有桥一夕起

大战中一个报废的Tardis

[ME]我不愿让你一个人(别让我走AU){2}

“我只有最后一个要求。”
“说吧。”高背皮椅里坐着的男人显然对对方有些不耐,随着对方的讲述,男人的眉头紧紧皱在了一起,最后,男人显然想要拒绝。最后对方说了什么,男人还是答应了。

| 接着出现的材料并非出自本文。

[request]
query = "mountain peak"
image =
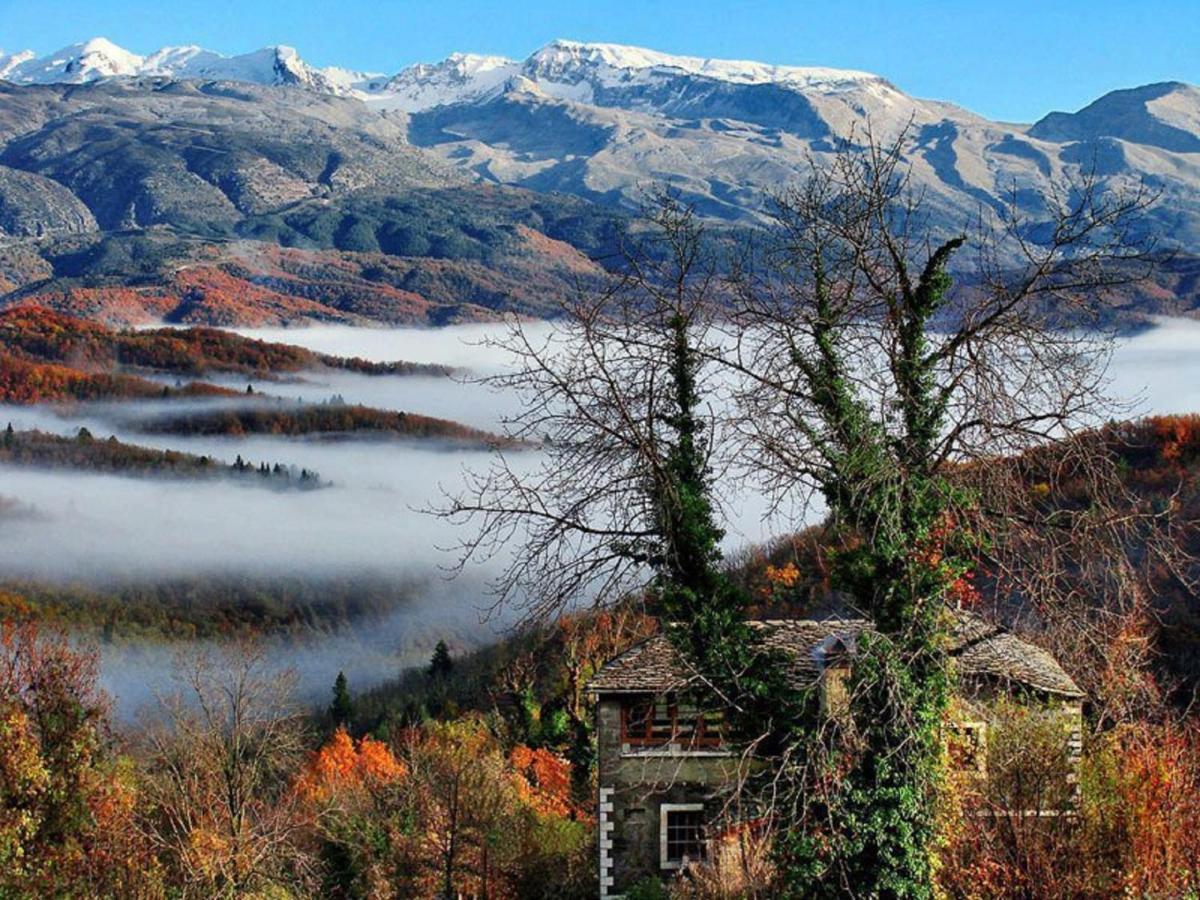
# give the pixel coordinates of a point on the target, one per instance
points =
(1164, 114)
(563, 54)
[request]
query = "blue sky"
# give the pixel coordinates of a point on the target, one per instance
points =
(1011, 60)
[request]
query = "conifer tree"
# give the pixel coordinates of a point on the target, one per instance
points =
(341, 711)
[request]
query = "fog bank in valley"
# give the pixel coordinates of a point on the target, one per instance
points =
(96, 527)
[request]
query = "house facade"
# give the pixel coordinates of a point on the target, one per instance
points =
(666, 775)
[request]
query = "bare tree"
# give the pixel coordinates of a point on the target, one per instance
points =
(613, 399)
(221, 810)
(893, 371)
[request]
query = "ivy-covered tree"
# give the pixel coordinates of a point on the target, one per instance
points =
(881, 378)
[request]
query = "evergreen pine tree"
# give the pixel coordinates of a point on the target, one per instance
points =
(341, 711)
(441, 665)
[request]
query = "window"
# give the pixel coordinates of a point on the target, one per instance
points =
(667, 720)
(969, 747)
(681, 834)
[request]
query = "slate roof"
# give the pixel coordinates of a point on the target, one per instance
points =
(981, 652)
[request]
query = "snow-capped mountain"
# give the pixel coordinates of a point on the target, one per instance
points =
(101, 59)
(604, 120)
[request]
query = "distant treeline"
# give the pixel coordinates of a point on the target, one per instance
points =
(84, 453)
(207, 606)
(41, 335)
(25, 382)
(276, 417)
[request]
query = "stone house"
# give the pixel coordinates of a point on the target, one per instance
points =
(666, 774)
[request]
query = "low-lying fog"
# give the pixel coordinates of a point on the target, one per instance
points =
(105, 527)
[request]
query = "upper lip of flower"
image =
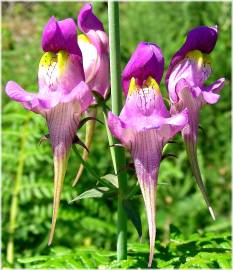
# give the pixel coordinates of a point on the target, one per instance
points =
(202, 38)
(147, 60)
(144, 124)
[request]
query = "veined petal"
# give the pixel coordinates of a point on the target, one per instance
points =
(28, 100)
(60, 35)
(147, 152)
(59, 73)
(144, 105)
(82, 94)
(62, 121)
(191, 148)
(146, 61)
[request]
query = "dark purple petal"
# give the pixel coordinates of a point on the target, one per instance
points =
(147, 60)
(95, 50)
(202, 38)
(87, 20)
(60, 35)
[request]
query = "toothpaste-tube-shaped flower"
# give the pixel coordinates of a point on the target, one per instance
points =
(95, 50)
(63, 95)
(190, 67)
(145, 125)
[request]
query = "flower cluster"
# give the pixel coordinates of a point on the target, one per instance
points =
(73, 66)
(145, 125)
(69, 70)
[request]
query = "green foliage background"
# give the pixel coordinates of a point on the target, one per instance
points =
(86, 231)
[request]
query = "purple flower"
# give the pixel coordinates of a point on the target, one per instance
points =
(144, 124)
(95, 50)
(190, 67)
(63, 95)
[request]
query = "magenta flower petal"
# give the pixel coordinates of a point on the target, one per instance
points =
(58, 75)
(147, 60)
(87, 20)
(95, 50)
(190, 67)
(145, 125)
(62, 98)
(202, 38)
(60, 35)
(17, 93)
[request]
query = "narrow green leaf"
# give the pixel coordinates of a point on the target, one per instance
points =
(111, 178)
(91, 193)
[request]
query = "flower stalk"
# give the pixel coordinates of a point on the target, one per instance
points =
(116, 93)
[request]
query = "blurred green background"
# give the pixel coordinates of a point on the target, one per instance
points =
(91, 223)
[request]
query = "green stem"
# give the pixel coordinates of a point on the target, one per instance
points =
(116, 93)
(14, 201)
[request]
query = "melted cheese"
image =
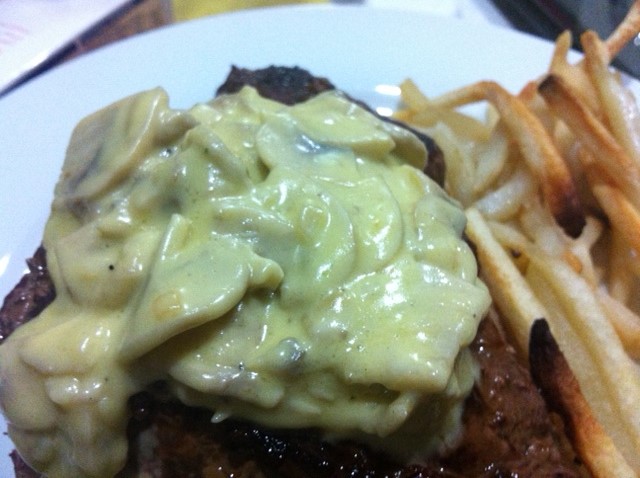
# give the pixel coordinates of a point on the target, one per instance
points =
(287, 265)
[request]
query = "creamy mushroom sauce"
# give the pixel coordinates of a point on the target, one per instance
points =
(288, 265)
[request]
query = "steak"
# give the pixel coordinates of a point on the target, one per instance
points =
(508, 430)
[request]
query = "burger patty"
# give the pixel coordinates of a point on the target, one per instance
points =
(508, 429)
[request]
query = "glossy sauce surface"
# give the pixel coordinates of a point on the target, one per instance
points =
(287, 265)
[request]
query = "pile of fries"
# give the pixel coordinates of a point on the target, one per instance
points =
(550, 180)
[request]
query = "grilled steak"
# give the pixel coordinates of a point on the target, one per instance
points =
(508, 429)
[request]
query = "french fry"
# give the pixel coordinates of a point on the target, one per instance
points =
(622, 214)
(624, 321)
(571, 138)
(537, 148)
(611, 159)
(508, 288)
(608, 376)
(618, 106)
(552, 374)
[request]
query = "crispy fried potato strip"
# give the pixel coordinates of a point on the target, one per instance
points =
(550, 181)
(552, 374)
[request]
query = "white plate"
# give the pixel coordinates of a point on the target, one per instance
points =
(358, 48)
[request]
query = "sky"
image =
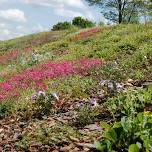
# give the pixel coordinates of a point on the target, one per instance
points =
(23, 17)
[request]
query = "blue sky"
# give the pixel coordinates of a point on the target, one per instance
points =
(22, 17)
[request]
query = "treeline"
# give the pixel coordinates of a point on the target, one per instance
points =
(77, 21)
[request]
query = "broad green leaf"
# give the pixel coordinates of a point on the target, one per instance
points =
(101, 146)
(111, 135)
(105, 125)
(133, 148)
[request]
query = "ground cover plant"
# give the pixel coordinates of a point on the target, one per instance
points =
(54, 95)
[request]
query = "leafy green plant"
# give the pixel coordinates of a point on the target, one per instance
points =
(5, 107)
(86, 115)
(42, 105)
(129, 102)
(61, 26)
(82, 23)
(131, 133)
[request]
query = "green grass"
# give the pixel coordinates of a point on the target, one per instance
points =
(127, 52)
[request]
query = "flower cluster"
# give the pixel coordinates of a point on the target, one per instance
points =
(86, 33)
(36, 77)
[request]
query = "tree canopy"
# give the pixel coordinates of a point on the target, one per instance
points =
(122, 11)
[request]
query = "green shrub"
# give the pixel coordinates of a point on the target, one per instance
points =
(42, 105)
(82, 23)
(86, 115)
(62, 26)
(129, 103)
(5, 107)
(131, 133)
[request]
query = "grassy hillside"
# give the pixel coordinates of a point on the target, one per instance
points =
(56, 87)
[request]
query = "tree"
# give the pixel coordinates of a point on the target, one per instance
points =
(62, 26)
(121, 11)
(82, 23)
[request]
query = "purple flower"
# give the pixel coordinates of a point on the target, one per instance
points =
(55, 96)
(41, 93)
(93, 102)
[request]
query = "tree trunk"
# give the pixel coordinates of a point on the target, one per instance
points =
(120, 11)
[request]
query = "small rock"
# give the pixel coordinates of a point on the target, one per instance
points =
(93, 127)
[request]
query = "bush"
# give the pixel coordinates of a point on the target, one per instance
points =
(62, 26)
(82, 23)
(131, 134)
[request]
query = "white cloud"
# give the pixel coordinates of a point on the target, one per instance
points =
(66, 13)
(57, 3)
(13, 15)
(5, 32)
(3, 1)
(61, 7)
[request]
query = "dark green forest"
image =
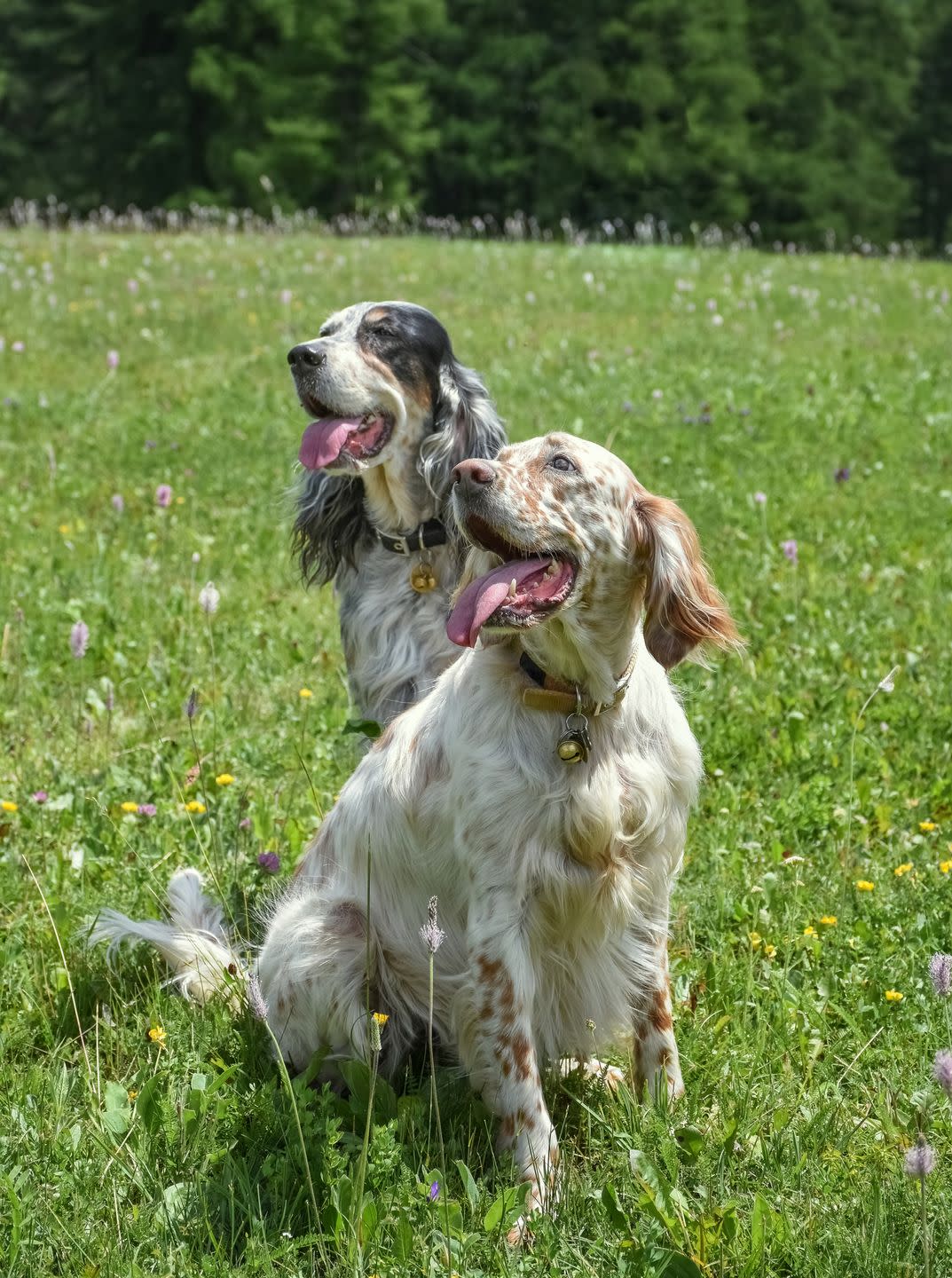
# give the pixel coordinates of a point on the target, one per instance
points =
(806, 119)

Eduardo悄悄地摸到农场后面的马厩里,他小心翼翼地害怕自己被发现。他已经被禁足了,这次也是偷着跑出来的,没办法,自从上次留宿以来,他有三个月不曾见过Mark了。而从他们两个认识以来,从没有分离过这么长的时间。所以,Eduardo觉得自己有点想念Mark也是正常的。对,一边这么给自己找着理由,一边违背父亲下的禁足令跑出来的Eduardo熟练地摸到了房子后方的走廊外面。他从窗户望了望里面,Mr.Moskovitz正和家人吃饭,Dustin却不在桌上,Eduardo猜,他一定在Mark的房间里,这两人总是一起编程,Mark急起来,Dustin也别想好过。
为了不被发现然后“遣送”回家里去,Eduardo熟练地顺着侧窗窗台爬到了Mark窗外,在家里待了三个月,Eduardo差点没能翻上去。
Eduardo敲敲窗户,果然,Dustin在这里,他过来给Eduardo开了窗。
“嘿,最近过得怎么样?你还好吧?Mark呢?他在哪儿?”Eduardo环视房间里,没有看见Mark的身影。
“你不知道吗?我以为他跟你说过呢。”
“什么?”
“他的捐献安排开始了啊。”
“这不可能,他从没说过。”
“我知道,他总是一副不在乎的表现,所以我们有时候都忘了他是要'自愿'捐献的克隆人了。但是,Wardo,这是没办法的事。”
“他在哪里?”
“Wardo……”
“Dustin,就,告诉我他在哪里好吗?”
“好吧,虽然他没有告诉你,我想他是不想让你知道的,不过你也是我的朋友,你有权利知道的。”Dustin忍不住将手搭在Eduardo的后背上,希望他能坚持得下去,“他在圣玛丽安医院。不过,他已经去了有两个多月了,你……要做好心理准备,也许他已经开始第一次捐献了,也许……”Dustin不知道自己还想说什么,但感觉自己说的已经够多了,因为Eduardo已经从激动的反应中恢复了过来。
“谢谢你,Dustin。”
Dustin看着Eduardo像逃命一样从门口冲出去,甚至忘记了自己刚才是从哪里进来的,只想找到一条路,一条能够用将他带到那个人身边去的路。Dustin连忙跟着跑下去,果然,客厅里的人都像见了鬼一样地转过头来看着自己,显然是被刚才突然冒出来又冲出去的Eduardo吓了一跳。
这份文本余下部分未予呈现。